What Businesses with Furloughed Employees Need to Know About the Employee Retention Credit

Eligible employers will now be able to claim the employee retention credit if they are only paying health coverage for furloughed employees. This change is due to Congressional tax writers sending a letter to the Treasury Secretary requesting him to revise the provision under the CARES Act in order to further help businesses impacted by the Coronavirus pandemic.

The IRS has updated FAQs to reflect this change.

64. May an Eligible Employer that averaged 100 or fewer full-time employees in 2019 treat its health plan expenses as qualified wages for purposes of the Employee Retention Credit? (updated May 7, 2020)

employee retention creditYes. An Eligible Employer that averaged 100 or fewer full-time employees in 2019 may treat its health plan expenses paid or incurred, after March 12, 2020, and before January 1, 2021, during any period in a calendar quarter in which the employer’s business operations are fully or partially suspended due to a governmental order or a calendar quarter in which the employer experiences a significant decline in gross receipts as qualified wages, subject to the maximum of $10,000 per employee for all calendar quarters for all qualified wages.  Eligible Employers may treat health plan expenses allocable to the applicable periods as qualified wages even if the employees are not working and the Eligible Employer does not pay the employees any wages for the time they are not working.

Example 1: Employer Y averaged 100 or fewer employees in 2019.  Employer Y is subject to a governmental order that partially suspends the operation of its trade or business.  In response to the governmental order, Employer Y reduces all employees’ hours by 50 percent.  It pays wages to the employees only for the time the employees are providing services, but Employer Y continues to provide the employees with full health care coverage.  Employer Y’s health plan expenses allocable to wages paid during the period its operations were partially suspended may be treated as qualified wages for purposes of the Employee Retention Credit.

Example 2: Employer Z averaged 100 or fewer employees in 2019.  Employer Z is subject to a governmental order that suspends the operation of its trade or business.  In response to the governmental order, Employer Z lays off or furloughs all of its employees.  It does not pay wages to its employees for the time they are laid off or furloughed and not working, but it continues the employees’ health care coverage.  Employer Z’s health plan expenses allocable to the period its operations were partially suspended may be treated as qualified wages for purposes of the Employee Retention Credit.

65. May an Eligible Employer that averaged more than 100 full-time employees in 2019 treat its health plan expenses as qualified wages for purposes of the Employee Retention Credit? (updated May 7, 2020)

Yes. An Eligible Employer that averaged more than 100 full-time employees in 2019 may treat its health plan expenses paid or incurred, after March 12, 2020, and before January 1, 2021, allocable to the time that the employees are not providing services during any period in a calendar quarter in which the employer’s business operations are fully or partially suspended due to a governmental order or a calendar quarter in which the employer experiences a significant decline in gross receipts as qualified wages, subject to the maximum of $10,000 per employee for all calendar quarters for all qualified wages.  However, an Eligible Employer may not treat health plan expenses allocable to the time for which the employees are receiving wages for providing services as qualified wages; only the portion of health plan expenses allocable to the time that the employees are not providing services are treated as qualified wages.

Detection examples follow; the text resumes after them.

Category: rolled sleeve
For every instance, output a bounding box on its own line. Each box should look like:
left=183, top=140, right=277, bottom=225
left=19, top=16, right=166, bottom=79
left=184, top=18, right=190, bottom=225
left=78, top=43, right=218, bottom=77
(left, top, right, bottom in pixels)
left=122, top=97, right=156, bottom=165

Example 1: Employer A averaged more than 100 full-time employees in 2019.  Employer A is subject to a governmental order that partially suspends the operation of its trade or business.  In response to the governmental order, Employer A reduces all employees’ hours by 50 percent and pays wages to its employees only for the time that the employees are providing services, but Employer A continues to provide the employees with full health care coverage.  Employer A’s health plan expenses allocable to the time that employees are not providing services may be treated as qualified wages.  However, Employer A may not treat health plan expenses allocable to the time for which the employees are receiving wages for providing services as qualified wages.

Example 2: Employer B averaged more than 100 full-time employees in 2019.  Employer B is subject to a governmental order that partially suspends the operations of its trade or business.  In response to the governmental order, Employer B reduces its employees’ hours by 50 percent, but it reduces its employees’ wages by only 40 percent, so that the employees receive 60 percent of their wages for 50 percent of their normal hours.  Employer B continues to cover 100 percent of the employees’ health plan expenses.  In this case, Employer X may treat as qualified wages: (i) the 10 percent of the wages that it pays employees for time the employees are not providing services, plus (ii) 50 percent of the health plan expenses, because the health plan expenses are allocable to the time that employees were not providing services.

Example 3: Employer C is subject to a governmental order that fully suspends the operations of its trade or business.  Employer C lays off or furloughs its employees and does not pay wages to the employees, but does continue to cover 100 percent of the employees’ health plan expenses.  In this case, Employer C may treat as qualified wages the health plan expenses that are allocable to the time that the employees are not providing services.